Implementation:Lm sys FastChat Train LoRA T5
| Knowledge Sources | |
|---|---|
| Domains | Training, NLP |
| Last Updated | 2026-02-07 06:00 GMT |
Overview
LoRA and QLoRA fine-tuning pipeline for Flan-T5 seq2seq models with DeepSpeed ZeRO-3 support.
Description
Train LoRA T5 implements parameter-efficient fine-tuning of Flan-T5 models using Low-Rank Adaptation (LoRA) and optionally quantized LoRA (QLoRA) with 4-bit NormalFloat quantization. This module builds on top of train_flant5 for data preprocessing and train_lora for DeepSpeed-compatible state dict extraction, combining them into a T5-specific LoRA training script.
The LoraArguments dataclass defines the LoRA configuration: lora_r=8 (rank of the low-rank decomposition), lora_alpha=16 (scaling factor), lora_dropout=0.05 (dropout probability applied to LoRA layers), lora_target_modules=["q", "v"] (which attention projection matrices receive LoRA adapters), and a q_lora boolean flag that enables 4-bit quantization via BitsAndBytesConfig when set to True.
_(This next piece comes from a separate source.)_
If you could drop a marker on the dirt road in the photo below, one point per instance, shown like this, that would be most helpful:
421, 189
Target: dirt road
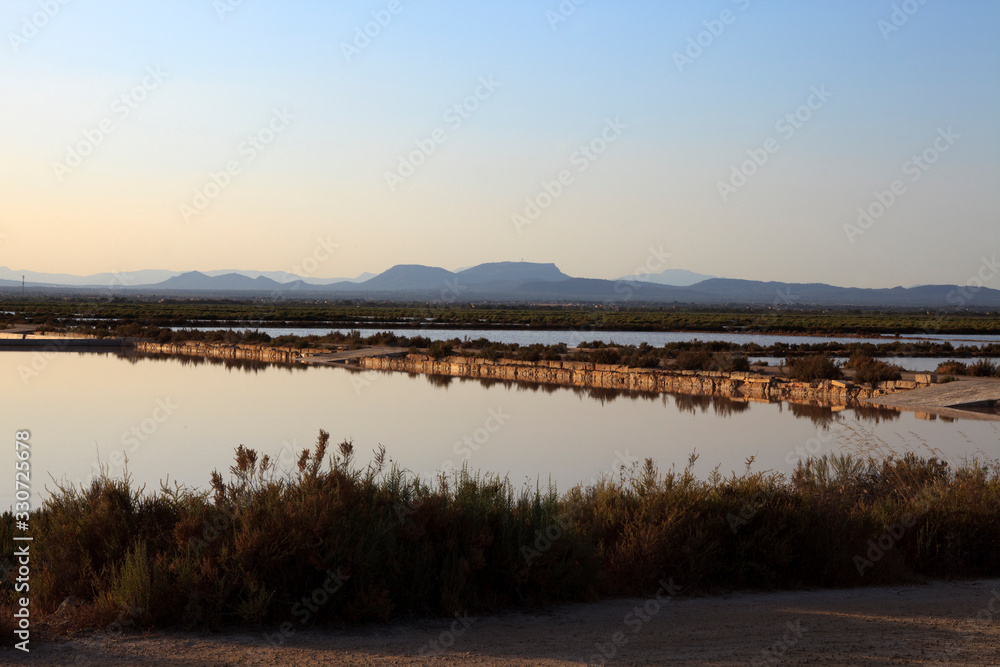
939, 623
When q_lora is enabled, the model is loaded with 4-bit NormalFloat (nf4) quantization and double quantization for memory efficiency, and prepare_model_for_kbit_training from the peft library is called to freeze the base model and prepare it for quantized training. The LoraConfig from peft is then applied via get_peft_model to inject trainable low-rank adapters into the specified target modules.
For model saving, the script handles DeepSpeed ZeRO-3 state dict consolidation through get_peft_state_maybe_zero_3 (imported from train_lora), which correctly gathers sharded parameters across processes before saving. When not using ZeRO-3, a standard model.save_pretrained call is used instead. The script also saves a non-LoRA state dict for compatibility, extracting only the base model weights when needed.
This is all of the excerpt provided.